Operating System - HP-UX
1827160 Members
2114 Online
109716 Solutions
New Discussion

URGENT : Unable to Form a Cluster

 
Dayanand Naik_1
Occasional Advisor

URGENT : Unable to Form a Cluster

Hi Folks,

This message was logged in the syslog file : Cluster Formation Failed. While forming the cluster.

Our setup is as 2 nodes and a pkg configured, the systems went down due to a/c failure and when it came back, neither of the 2 nodes were able to form a cluster. There is no problems with the network nor with the heartbeat connection. possibility could be changes been made to the vg or cluster configuration where it is not able to get the lock. Can any1 let me know how to rectify the same. Suggestion welcomed.

Following error was logged on the syslog file

Jun 09 12:35:19 csora1 CM-CMD[1181]: /usr/sbin/cmrunnode -v
Jun 09 12:35:35 csora1 cmclconfd[1307]: Executing "/usr/lbin/cmcld" for node csora1
Jun 09 12:35:36 csora1 cmcld: Daemon Initialization - Maximum number of packages supported for this incarnation is 5.
Jun 09 12:35:36 csora1 cmcld: Reserving 1748 Kbytes of memory and 49 threads
Jun 09 12:35:36 csora1 cmcld: The maximum # of concurrent local connections to the daemon that will be supported is 20.
Jun 09 12:35:37 csora1 cmcld: cmgmsd_init: SG CLUSTER ; return 1
Jun 09 12:35:37 csora1 cmcld: Starting cluster management protocols.
Jun 09 12:35:37 csora1 cmcld: Attempting to form a new cluster
Jun 09 12:35:37 csora1 cmtaped[1345]: cmtaped: There are no ATS devices on this cluster.
Jun 09 12:45:37 csora1 cmcld: Cluster formation failed
Jun 09 12:45:37 csora1 cmcld: Reason: Ran out of time for automatically joining a cluster
Jun 09 12:45:37 csora1 cmcld: Unable to contact all nodes in the cluster, thus it is not
Jun 09 12:45:33 csora1 cmcld: Attempting to form a new cluster
Jun 09 12:45:37 csora1 above message repeats 91 times
Jun 09 12:45:37 csora1 cmcld: possible to join the cluster at this time.
Jun 09 12:45:37 csora1 cmlvmd: Could not read messages from /usr/lbin/cmcld: Software caused connection abort
Jun 09 12:45:37 csora1 cmlvmd: CLVMD exiting
Jun 09 12:45:37 csora1 cmsrvassistd[1340]: Lost connection to the cluster daemon.
Jun 09 12:45:37 csora1 cmsrvassistd[1340]: Lost connection with ServiceGuard cluster daemon (cmcld): Software caused connection abort
Jun 09 12:45:37 csora1 cmcld: If the cluster is not running, use the cmruncl command to
Jun 09 12:45:37 csora1 cmcld: start it. If the cluster is running on other nodes, verify
Jun 09 12:45:37 csora1 cmcld: this node's ability to send messages to the other nodes,
Jun 09 12:45:37 csora1 cmcld: then re-issue the cmrunnode command.
Jun 09 12:45:37 csora1 cmtaped[1345]: Lost connection to the cluster daemon.
Jun 09 12:45:37 csora1 cmtaped[1345]: cmtaped terminating. (ATS 1.14)


Regards,
!!! Naik !!!
4 REPLIES 4
Tim D Fulford
Honored Contributor

Re: URGENT : Unable to Form a Cluster

Hi

I would check out the following...

1 - cmquerycl on BOTH nodes.

2 - are the messages the same on both machines in the syslog?

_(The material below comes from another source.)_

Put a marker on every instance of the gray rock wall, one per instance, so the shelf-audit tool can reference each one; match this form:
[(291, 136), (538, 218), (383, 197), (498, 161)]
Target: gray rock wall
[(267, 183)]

3 - Can you activate your VG's independant of SG? make sure you issue -a e not -a y
# vgchange -a e -q n
If you can't then try activating them using -a y (if this is the case the VG is not a cluster vg & so the relavent line in pkg.sh will not work). If you can't activate them at all this could be the problem.

4 - It is also possible for the cluster lock disk to loose it's tag/id. If it has thre are two ways to restore it
o vgcfgrestore .... (if the /etc/lvmconf/... file is OK)
o cmapplyconf ...

Tim
-

Re: URGENT : Unable to Form a Cluster

Full cluster membership is required for initial cluster formation. If you have both boxes up and running then just try a 'cmruncl -v' on either, do you still get the messages above?

HTH

Duncan

I am an HPE Employee
Accept or Kudo
Stephen Doud
Honored Contributor

Re: URGENT : Unable to Form a Cluster

Hello Naik,

You might find this document helpful:
UXSGLVKBAN00000009
TITLE: ServiceGuard Cluster Formation at Boot Time

Your syslog shows the command "/usr/sbin/cmrunnode -v " was executed - most likely from the reboot /sbin/init.d/cmcluster boot-time script.
As Duncan alluded to, all nodes must be present and either attempting to form a cluster, or already in a cluster, to allow a booting node to form/join a cluster. Your syslog reports that after 10 minutes the cluster formation failed - reason: ran out of time:

Jun 09 12:45:37 csora1 cmcld: Reason: Ran out of time for automatically joining a cluster

As the syslog.log also says:


Jun 09 12:45:37 csora1 cmcld: If the cluster is not running, use the cmruncl command to
Jun 09 12:45:37 csora1 cmcld: start it. If the cluster is running on other nodes, verify
Jun 09 12:45:37 csora1 cmcld: this node's ability to send messages to the other nodes,
Jun 09 12:45:37 csora1 cmcld: then re-issue the cmrunnode command.

To get less-than-all-nodes to form a cluster, use this syntax:

# cmruncl -n -n ...
(Useful if one of the cluster nodes is not able to join the cluster)

Or as Duncan suggested, if all nodes are up, just try a manual cluster startup:

# cmruncl

-s.
Sanjay_6
Honored Contributor

Re: URGENT : Unable to Form a Cluster

Hi Naik,

Try to manually form a cluster when both the system are up.

cmruncl -v

If one of the systems is down form the cluster with only one node,

cmruncl -f -v -n node_name

Hope this helps.

Regds